When times were good, and everyone was making tons of money, there was a palpable sense of condescension towards us uniformed guys cleaning up the parks.  Now, many folks have lost their jobs and can't service two or three mortgages while I still have a job.   At this point we're all in a lifeboat; we look around at our fellows and they start looking like chicken drumsticks.  Things are unsettled, and everyone is on edge.  The human tendency is to start looking for someone to blame. 
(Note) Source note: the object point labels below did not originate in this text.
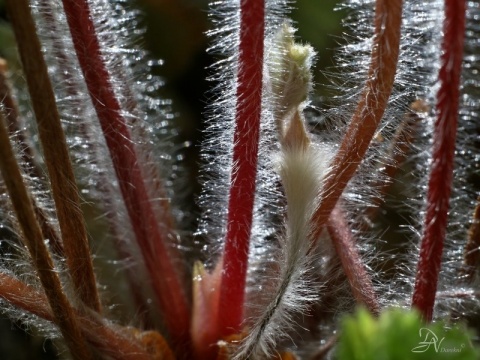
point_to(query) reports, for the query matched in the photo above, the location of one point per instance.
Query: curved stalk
(441, 174)
(369, 111)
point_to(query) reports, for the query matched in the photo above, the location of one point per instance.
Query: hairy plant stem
(29, 165)
(32, 234)
(369, 111)
(244, 166)
(64, 189)
(441, 173)
(152, 231)
(352, 264)
(110, 340)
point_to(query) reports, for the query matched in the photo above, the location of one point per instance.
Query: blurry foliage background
(176, 33)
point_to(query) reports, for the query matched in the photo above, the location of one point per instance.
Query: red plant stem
(369, 111)
(112, 341)
(352, 264)
(151, 235)
(244, 168)
(441, 175)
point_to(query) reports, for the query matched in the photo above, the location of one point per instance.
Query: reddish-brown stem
(24, 297)
(112, 341)
(369, 111)
(32, 234)
(55, 151)
(151, 231)
(244, 166)
(352, 264)
(441, 173)
(29, 164)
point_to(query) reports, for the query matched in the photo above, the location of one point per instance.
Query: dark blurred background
(176, 33)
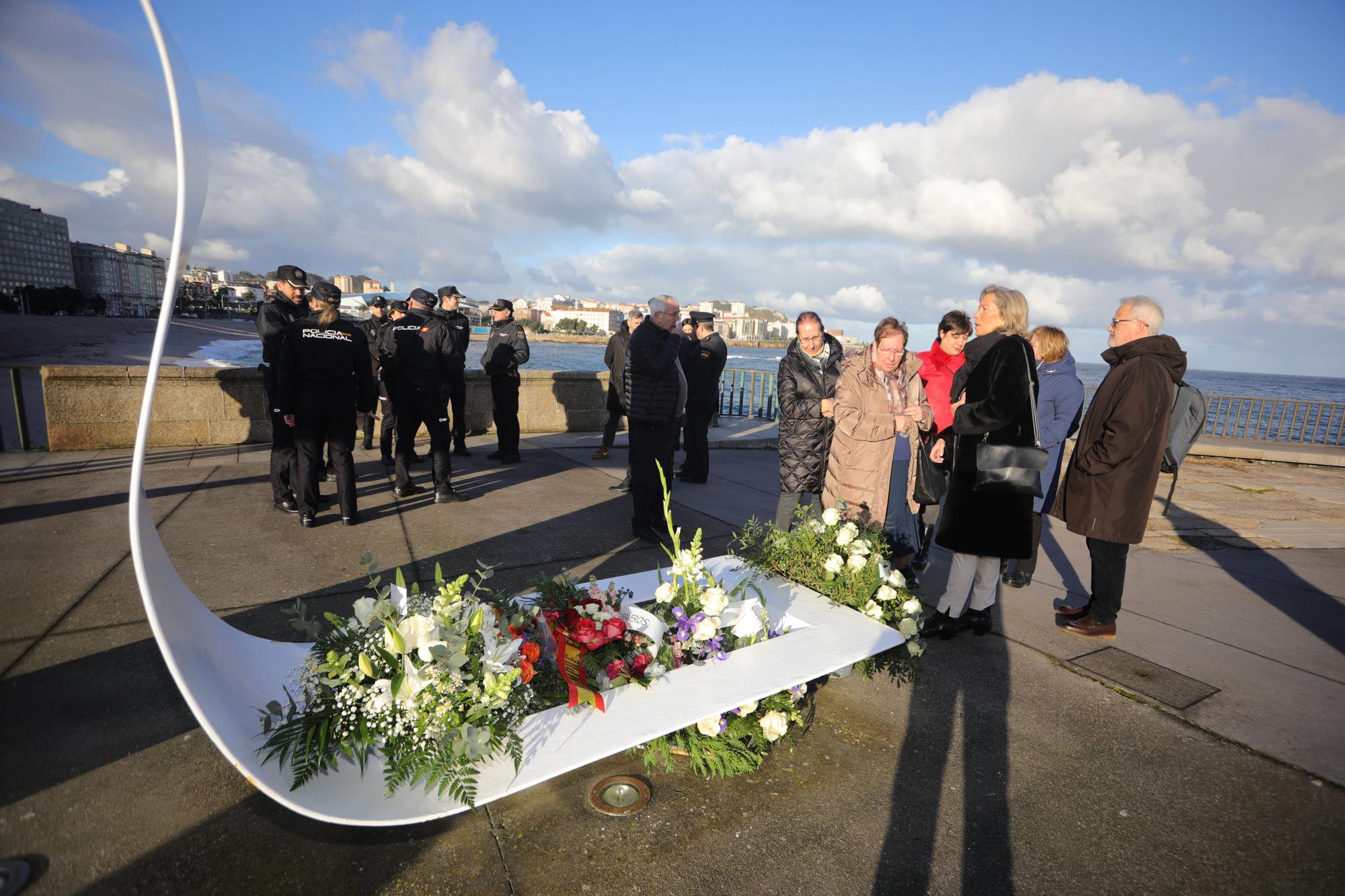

Well, folks, I've been holding up my end of the bargain, and I'm willing to make concessions to changed circumstances.  But don't tell me I'm the sole source of the problem.  Depending on whether I'm in my city uniform or my Army uniform, different Americans love or hate me, but I'm still the same guy.  I'll clean up the biohazards in the park before your family gets there, then I'll leave my family for a year to go have Type 63 rockets shot at me while I defend you abroad. 

Everyone needs to take a step back and calm down.  I'm not excusing the actions of national unions like SEIU (I detest them) but not every public employee is a hard-left ideologue.  Mostly, we're regular folks doing a job and supporting our families. I hope this bit of insider's perspective is useful to AT readers, and thank you for letting me vent.